Many experiments proved that it is the arrangement of these four kinds of "treads" that determines a person’s characteristics.
The cells of the body contain about three feet of DNA, if the molecules are laid end-to-end. There are three or four encyclopedias of information in these DNA molecules. They use another nucleic acid, RNA (ribonucleic acid), to translate this information into the proteins that make up new tissue.
Further research. For an excellent discussion of DNA, read The Cell, one of the books in the Life Science Library.
The Respiratory System
Respiration. You have learned that cell respiration takes place when the cells take in oxygen and give off carbon dioxide. This process maintains the life of the cell by providing oxygen for the burning of food in the cell.
Body respiration, or breathing, takes place in the lungs. When you breathe, you draw air into your lungs by moving a large sheet of tissue called the diaphragm, and by the action of the rib muscles. Look at the illustration to see how the diaphragm causes the lungs to expand and contract.
When air is drawn into your lungs, it passes through several parts of the respiratory system. It is first drawn through the nose and mouth. There it is cooled or warmed by the moist tissues that line the passages. Foreign bodies are filtered out by tiny hairs in the nose.

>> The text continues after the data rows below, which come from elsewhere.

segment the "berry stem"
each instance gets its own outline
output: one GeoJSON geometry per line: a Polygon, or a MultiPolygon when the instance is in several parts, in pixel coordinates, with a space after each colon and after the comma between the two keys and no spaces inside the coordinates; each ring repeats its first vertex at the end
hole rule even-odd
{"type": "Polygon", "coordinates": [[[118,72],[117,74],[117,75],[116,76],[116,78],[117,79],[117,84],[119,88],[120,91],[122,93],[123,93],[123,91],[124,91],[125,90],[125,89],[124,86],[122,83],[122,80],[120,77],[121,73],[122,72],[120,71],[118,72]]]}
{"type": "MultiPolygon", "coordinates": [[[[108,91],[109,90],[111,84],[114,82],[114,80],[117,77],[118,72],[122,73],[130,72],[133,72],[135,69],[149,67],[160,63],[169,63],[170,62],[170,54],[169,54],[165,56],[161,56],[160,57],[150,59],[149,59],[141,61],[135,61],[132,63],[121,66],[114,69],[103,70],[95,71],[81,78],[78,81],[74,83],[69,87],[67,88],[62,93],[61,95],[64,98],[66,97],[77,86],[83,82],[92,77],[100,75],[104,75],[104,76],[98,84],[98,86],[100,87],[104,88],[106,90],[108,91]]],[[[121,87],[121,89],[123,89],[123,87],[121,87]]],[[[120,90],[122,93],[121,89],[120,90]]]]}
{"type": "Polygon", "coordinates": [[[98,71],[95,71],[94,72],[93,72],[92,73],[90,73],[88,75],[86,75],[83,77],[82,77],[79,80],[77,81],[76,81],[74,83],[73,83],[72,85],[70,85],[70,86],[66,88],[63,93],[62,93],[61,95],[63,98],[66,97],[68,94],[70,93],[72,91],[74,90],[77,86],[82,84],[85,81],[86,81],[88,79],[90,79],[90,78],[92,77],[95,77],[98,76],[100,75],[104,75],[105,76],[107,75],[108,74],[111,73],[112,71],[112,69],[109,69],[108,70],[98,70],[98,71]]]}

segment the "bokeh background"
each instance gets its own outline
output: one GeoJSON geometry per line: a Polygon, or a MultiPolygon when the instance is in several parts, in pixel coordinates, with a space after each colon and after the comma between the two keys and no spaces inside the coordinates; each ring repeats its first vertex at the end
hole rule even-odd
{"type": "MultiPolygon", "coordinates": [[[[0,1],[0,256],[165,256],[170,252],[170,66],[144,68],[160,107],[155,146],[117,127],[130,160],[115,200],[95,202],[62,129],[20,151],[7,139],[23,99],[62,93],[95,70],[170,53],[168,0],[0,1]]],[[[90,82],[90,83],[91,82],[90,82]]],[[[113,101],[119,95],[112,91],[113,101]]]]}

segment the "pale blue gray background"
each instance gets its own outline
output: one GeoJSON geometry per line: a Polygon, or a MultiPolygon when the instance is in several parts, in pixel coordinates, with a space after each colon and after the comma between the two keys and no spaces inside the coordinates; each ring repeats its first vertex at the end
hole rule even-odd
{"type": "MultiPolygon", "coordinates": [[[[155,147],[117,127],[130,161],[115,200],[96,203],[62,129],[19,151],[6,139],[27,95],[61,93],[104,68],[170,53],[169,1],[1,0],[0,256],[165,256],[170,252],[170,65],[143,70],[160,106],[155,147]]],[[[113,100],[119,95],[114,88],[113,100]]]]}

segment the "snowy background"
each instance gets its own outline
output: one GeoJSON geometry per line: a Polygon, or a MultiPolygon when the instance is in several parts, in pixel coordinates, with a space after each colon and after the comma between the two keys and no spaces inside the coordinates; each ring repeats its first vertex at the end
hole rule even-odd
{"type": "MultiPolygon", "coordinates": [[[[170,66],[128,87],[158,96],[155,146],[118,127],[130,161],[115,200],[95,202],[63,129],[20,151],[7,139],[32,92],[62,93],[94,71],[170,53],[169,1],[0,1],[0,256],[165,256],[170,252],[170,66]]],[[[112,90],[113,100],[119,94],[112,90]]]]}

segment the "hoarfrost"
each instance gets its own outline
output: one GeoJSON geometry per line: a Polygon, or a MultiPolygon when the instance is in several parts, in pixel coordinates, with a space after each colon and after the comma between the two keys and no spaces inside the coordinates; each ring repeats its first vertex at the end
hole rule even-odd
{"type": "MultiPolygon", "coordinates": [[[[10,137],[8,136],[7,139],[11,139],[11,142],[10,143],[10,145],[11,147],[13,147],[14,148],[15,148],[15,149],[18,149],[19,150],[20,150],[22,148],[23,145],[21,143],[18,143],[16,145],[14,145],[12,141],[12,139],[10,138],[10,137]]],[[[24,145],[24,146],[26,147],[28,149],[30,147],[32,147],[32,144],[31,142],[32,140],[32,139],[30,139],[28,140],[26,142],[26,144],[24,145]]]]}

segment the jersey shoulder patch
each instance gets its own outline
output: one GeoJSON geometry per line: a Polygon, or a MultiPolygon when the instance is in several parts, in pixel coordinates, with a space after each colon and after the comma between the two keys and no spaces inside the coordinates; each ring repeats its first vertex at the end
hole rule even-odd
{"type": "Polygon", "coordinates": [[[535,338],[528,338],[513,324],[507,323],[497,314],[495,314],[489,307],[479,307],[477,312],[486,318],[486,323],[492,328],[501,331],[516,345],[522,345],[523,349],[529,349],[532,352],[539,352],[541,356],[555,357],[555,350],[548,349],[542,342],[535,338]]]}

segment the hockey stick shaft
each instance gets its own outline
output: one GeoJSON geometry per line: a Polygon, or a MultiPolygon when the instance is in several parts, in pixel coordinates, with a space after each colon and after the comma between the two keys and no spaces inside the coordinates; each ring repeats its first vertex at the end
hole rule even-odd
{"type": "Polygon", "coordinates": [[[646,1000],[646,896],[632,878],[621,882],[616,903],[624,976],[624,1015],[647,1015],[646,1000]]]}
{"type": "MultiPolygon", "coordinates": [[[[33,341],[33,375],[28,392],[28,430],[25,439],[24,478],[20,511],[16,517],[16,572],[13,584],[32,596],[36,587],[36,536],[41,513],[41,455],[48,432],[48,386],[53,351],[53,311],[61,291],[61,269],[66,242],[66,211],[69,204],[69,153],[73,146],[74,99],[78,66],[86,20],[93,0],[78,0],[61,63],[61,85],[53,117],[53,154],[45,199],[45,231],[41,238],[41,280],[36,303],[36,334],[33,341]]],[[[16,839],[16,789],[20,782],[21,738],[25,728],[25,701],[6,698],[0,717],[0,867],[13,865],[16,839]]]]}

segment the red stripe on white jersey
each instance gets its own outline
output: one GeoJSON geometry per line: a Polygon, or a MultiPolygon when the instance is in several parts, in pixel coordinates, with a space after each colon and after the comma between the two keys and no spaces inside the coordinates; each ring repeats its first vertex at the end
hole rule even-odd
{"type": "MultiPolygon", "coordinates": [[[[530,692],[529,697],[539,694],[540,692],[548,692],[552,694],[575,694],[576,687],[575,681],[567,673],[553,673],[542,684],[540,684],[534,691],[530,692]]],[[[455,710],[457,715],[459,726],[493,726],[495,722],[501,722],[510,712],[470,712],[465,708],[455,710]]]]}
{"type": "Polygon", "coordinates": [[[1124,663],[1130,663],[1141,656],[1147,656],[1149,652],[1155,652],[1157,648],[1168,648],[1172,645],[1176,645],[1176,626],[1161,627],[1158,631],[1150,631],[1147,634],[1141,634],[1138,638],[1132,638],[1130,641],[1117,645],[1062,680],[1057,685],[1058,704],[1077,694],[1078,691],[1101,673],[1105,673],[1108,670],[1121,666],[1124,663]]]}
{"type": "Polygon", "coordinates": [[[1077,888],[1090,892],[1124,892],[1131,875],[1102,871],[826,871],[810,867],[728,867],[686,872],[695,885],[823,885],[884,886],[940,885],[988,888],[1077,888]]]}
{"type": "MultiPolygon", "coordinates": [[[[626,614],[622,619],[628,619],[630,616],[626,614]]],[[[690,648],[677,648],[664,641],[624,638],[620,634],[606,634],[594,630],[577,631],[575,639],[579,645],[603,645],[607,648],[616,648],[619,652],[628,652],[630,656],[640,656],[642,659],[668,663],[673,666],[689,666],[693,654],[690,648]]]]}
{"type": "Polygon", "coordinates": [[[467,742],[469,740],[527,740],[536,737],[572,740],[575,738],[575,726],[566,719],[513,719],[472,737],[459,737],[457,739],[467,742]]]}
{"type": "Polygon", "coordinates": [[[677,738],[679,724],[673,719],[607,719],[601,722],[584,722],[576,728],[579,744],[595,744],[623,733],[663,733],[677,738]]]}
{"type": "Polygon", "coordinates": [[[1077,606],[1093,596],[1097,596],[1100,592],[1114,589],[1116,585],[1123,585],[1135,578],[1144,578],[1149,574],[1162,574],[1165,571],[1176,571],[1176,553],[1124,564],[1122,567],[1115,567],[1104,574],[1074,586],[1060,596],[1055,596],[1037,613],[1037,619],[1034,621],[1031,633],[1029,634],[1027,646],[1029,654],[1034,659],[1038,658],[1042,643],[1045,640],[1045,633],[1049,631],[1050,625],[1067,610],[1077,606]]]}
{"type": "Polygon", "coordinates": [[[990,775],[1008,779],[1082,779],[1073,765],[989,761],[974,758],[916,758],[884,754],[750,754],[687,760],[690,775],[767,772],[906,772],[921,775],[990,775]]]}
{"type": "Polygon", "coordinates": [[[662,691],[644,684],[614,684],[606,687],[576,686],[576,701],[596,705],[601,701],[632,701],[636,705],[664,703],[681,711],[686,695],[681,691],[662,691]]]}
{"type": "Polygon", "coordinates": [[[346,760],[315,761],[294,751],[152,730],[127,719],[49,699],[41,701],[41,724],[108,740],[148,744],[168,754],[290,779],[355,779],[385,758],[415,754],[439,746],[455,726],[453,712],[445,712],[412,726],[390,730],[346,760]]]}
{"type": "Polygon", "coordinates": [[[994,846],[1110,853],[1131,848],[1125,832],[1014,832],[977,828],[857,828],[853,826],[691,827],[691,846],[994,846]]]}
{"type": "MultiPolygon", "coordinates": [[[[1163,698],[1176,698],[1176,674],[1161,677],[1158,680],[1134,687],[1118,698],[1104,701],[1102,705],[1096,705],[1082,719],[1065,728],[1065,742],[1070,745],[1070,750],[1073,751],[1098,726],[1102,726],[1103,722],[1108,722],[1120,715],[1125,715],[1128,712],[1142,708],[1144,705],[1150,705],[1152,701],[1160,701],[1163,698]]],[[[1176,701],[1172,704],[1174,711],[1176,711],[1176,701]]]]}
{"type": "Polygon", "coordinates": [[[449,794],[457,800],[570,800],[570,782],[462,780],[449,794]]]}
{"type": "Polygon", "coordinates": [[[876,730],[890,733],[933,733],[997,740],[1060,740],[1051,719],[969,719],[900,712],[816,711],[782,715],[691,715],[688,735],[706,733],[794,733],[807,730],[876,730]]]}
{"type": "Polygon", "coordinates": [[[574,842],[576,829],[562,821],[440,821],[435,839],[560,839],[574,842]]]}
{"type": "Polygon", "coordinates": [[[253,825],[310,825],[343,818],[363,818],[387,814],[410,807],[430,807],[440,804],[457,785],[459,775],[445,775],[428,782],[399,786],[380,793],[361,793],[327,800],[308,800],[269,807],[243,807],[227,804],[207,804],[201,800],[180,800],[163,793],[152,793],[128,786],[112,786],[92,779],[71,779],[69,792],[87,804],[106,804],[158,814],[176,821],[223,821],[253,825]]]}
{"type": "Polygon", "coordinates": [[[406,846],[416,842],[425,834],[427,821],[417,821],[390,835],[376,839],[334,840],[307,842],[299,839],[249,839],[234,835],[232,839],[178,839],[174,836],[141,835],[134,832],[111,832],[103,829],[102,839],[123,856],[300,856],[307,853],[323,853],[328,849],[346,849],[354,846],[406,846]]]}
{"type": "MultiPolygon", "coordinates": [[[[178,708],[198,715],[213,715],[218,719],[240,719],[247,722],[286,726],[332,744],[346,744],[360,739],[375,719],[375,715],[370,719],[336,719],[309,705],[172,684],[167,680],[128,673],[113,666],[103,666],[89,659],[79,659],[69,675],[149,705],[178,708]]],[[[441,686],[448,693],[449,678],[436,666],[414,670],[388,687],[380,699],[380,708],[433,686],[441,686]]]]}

The air passes through the nasal passages and the throat and is drawn into the trachea, or wind-pipe, and the bronchial tubes. These tubes lead to air sacs called alveoli. In the alveoli, the transfer of gases into the blood takes place.
Oxygen in blood. The alveoli are surrounded by a dense concentration of capillaries that carry the blood from the veins. This blood has a high concentration of carbon dioxide and a low concentration of oxygen. Because the walls between the capillaries and the air sacs are so thin, both carbon dioxide and oxygen can pass through them.
Carbon dioxide passes out of the blood, and oxygen passes into it. The oxygen is picked up by a compound called hemoglobin. Hemoglobin gives the blood its red color.
After the blood obtains oxygen in the alveoli, it is pumped to the left side of the heart, then through the arteries to the capillaries, and then to the cells of the body, where cell respiration takes place, and the process begins again.